Jeszcze pięć, może siedem lat temu nowe spektakle Andrzeja Strzeleckiego i Marii Zmarz-Koczanowicz nie wyróżniały, by się niczym ponad przeciętny repertuar telewizyjnej sceny. Teatr TV był przecież wtedy zjawiskiem w europejskiej skali unikalnym. Instytucją, której oddziaływania nie sposób było nie docenić. Choćby ze względu na milionową często widownię poszczególnych seansów, nie do porównania z żadnym innym teatrem w Polsce. Tą drogą telewizja publiczna, na antenie powszechnie dostępnej Jedynki, najpełniej realizowała zapisaną prawem kulturotwórczą misję. Ostatnie lata przyniosły jednak zdecydowany zwrot. Telewizyjny teatr zdominowała niepodzielnie Scena Faktu, przybliżająca nieobeznanym tłumom białe plamy z najnowszej historii. Wśród licznych premier Sceny Faktu da się oczywiście odnaleźć inscenizacje istotne, by wymienić tylko "Rozmowy z katem" według Moczarskiego w reżyserii Macieja Englerta czy przygotowaną przez Waldemara Krzystka "Norymbergę" Tomczyka. Większość propozycji przypominała jednak kręcone na zamówienie jedynie słuszne produkcyjniaki mające udowodnić, że Teatr TV realizuje zadekretowaną z góry politykę historyczną władz. O klasyce czy dramaturgii współczesnej niemal zapomniano. 

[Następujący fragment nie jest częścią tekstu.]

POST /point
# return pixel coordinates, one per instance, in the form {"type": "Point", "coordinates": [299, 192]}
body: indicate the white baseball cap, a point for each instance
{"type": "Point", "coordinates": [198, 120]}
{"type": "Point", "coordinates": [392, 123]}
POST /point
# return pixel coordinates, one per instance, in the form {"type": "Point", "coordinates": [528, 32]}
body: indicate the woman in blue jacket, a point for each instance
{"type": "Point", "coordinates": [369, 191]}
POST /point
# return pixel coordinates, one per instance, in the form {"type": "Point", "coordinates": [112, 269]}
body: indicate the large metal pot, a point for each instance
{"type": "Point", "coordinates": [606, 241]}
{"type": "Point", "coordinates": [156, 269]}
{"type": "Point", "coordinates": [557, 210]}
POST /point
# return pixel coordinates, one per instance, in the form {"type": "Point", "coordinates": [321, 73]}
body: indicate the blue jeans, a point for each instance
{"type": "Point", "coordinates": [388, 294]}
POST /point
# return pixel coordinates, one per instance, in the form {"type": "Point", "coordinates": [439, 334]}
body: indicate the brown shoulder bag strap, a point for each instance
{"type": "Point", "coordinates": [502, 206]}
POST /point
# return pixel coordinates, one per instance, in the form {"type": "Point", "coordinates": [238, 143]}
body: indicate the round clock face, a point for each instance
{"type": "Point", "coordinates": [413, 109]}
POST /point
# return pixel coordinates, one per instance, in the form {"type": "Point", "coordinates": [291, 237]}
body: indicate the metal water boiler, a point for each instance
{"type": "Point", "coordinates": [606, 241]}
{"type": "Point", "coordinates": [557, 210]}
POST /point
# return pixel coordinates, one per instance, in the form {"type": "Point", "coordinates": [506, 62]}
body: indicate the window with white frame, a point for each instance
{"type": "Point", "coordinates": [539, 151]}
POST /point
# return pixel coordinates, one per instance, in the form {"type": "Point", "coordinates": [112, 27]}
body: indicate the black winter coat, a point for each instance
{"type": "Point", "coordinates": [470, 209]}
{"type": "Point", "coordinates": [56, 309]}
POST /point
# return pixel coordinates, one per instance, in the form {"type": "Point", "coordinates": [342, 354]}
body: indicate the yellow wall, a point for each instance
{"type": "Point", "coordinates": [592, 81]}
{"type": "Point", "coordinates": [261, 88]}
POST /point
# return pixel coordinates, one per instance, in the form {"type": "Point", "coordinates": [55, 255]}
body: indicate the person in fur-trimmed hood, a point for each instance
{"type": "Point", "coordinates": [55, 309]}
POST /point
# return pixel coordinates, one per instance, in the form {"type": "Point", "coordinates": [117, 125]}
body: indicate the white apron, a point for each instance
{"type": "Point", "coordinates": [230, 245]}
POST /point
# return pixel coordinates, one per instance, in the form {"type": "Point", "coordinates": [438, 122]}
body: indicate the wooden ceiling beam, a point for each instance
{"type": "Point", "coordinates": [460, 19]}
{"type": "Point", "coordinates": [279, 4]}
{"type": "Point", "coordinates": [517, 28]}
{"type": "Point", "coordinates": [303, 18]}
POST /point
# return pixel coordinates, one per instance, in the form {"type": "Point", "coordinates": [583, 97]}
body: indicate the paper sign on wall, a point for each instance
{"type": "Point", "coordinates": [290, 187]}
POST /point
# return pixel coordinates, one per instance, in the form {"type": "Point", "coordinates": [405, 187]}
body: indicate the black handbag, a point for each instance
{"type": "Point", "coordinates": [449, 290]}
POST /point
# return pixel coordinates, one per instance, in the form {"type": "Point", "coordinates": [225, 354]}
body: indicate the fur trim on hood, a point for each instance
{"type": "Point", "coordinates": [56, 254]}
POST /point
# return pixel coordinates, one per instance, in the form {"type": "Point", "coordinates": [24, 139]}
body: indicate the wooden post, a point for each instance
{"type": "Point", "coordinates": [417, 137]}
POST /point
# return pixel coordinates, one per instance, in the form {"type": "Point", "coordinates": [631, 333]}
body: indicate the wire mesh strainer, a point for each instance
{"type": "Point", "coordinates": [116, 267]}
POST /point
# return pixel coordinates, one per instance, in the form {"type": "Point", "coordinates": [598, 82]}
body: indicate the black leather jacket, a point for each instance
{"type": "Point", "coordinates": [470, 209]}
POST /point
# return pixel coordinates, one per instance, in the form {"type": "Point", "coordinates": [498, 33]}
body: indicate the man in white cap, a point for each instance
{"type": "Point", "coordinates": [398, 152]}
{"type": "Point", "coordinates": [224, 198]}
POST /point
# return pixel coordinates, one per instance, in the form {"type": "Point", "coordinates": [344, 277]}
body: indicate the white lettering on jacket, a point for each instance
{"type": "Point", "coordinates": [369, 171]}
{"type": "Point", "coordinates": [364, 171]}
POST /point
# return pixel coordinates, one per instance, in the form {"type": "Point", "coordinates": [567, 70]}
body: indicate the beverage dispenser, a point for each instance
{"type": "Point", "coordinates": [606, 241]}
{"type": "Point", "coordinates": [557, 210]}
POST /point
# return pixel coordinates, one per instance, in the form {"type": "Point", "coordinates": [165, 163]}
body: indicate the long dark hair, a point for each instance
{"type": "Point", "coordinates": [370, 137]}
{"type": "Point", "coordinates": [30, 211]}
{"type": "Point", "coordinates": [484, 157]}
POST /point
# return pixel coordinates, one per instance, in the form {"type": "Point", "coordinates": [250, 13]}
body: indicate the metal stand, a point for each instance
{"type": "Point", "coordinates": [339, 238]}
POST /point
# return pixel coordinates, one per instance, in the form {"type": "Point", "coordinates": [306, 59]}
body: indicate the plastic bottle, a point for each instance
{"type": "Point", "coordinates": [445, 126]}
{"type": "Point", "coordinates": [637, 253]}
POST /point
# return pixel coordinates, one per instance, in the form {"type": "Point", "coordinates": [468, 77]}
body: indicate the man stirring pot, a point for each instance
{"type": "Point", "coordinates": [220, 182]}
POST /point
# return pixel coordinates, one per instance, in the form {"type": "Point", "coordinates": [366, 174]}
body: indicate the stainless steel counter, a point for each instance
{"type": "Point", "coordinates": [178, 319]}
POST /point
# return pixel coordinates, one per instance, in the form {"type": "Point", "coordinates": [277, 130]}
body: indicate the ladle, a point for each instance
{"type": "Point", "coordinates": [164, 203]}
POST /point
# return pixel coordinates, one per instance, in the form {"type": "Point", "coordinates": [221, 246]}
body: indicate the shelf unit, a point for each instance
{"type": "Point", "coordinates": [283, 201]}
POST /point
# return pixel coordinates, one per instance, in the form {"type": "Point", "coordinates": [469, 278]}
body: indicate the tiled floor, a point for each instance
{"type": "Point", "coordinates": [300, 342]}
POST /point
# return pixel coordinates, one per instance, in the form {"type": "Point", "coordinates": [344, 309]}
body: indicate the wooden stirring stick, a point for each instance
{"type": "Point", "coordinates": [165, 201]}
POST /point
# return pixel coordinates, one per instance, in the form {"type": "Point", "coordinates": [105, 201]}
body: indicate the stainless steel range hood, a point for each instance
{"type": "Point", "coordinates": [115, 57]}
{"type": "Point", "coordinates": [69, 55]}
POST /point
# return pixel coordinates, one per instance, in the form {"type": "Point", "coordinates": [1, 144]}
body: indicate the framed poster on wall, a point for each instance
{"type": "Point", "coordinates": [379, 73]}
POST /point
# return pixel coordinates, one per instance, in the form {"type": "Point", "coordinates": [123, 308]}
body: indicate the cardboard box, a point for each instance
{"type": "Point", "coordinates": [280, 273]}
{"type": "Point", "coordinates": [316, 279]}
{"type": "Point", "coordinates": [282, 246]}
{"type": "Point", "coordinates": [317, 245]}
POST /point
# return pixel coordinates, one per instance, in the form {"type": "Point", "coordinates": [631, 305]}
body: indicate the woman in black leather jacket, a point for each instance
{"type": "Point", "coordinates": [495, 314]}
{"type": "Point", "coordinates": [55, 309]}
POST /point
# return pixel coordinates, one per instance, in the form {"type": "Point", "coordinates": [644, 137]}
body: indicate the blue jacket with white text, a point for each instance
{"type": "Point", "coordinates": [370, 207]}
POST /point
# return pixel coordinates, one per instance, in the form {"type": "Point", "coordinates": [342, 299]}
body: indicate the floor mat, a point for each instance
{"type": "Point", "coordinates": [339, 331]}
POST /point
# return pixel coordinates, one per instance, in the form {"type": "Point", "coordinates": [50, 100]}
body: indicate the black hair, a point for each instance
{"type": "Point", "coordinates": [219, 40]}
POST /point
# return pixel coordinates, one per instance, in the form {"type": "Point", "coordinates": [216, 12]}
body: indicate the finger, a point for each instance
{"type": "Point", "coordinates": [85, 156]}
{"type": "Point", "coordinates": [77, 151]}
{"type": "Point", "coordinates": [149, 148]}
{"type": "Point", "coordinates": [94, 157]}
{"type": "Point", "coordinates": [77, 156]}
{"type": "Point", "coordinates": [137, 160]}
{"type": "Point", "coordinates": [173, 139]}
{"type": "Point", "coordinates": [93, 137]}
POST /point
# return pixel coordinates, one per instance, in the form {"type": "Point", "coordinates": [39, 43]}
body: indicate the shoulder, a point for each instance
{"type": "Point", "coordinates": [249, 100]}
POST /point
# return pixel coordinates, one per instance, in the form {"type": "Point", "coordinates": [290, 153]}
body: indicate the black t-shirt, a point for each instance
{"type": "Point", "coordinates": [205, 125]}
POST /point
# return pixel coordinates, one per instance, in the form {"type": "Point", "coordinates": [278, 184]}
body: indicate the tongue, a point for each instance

Dlatego pokazywane tydzień po tygodniu "Warszawa" i "Teorban" można traktować jako przełom albo przynajmniej jaskółkę nowych lepszych czasów. To prawda, oba spektakle zakorzenione są w historii, ale tym razem nie jest ona głównym ich tematem, ale znaczącym tłem opowieści. Andrzej Strzelecki "Warszawą" nawiązuje do swych najlepszych spektakli muzycznych, przypominając, że w dziedzinie łączenia szlagierów z różnych epok ze pretekstowo traktowanymi fabułami jest fachowcem jakich mało. Tym razem przenosimy się w upalny sierpień 1939 roku, aby znaleźć w warszawskim kabarecie. Królestwo to muzy niezbyt podkasanej, za to stylowej i eleganckiej. Krzysztof Stelmaszyk wciela się w konferansjera w stylu Fryderyka Jarosy\'ego, ze swadą zapowiadając występy swoich gwiazd. Na pierwszym planie jest ewidentnie wzorowana na Hance Ordonównie diwa (Wiktoria Gorodeckaja), znakomicie interpretującą pieśni-sztandary tamtego czasu, by wspomnieć tylko "Miłość Ci wszystko wybaczy". Mamy tu też smacznie podaną powtórkę z rozrywki, bo trio Krzysztof Tyniec - Wiktor Zborowski - Bohdan Łazuka do złudzenia przypomina pamiętne ze słynnego "Hemara" Wojciecha Młynarskiego "Słowiki Ateneum". Tyle że w ich składzie Zborow-skiemu towarzyszyli wówczas Marianowie Opania i Kociniak oraz Jacek Borkowski. Tym razem może nie jest aż tak wytrawnie jak w legendarnym widowisku Sceny na Dole, ale prawie tak samo zabawnie. Tym bardziej że w naprawdę dobrej formie powraca na ekran dawno niewidziany Bohdan Łazuka. 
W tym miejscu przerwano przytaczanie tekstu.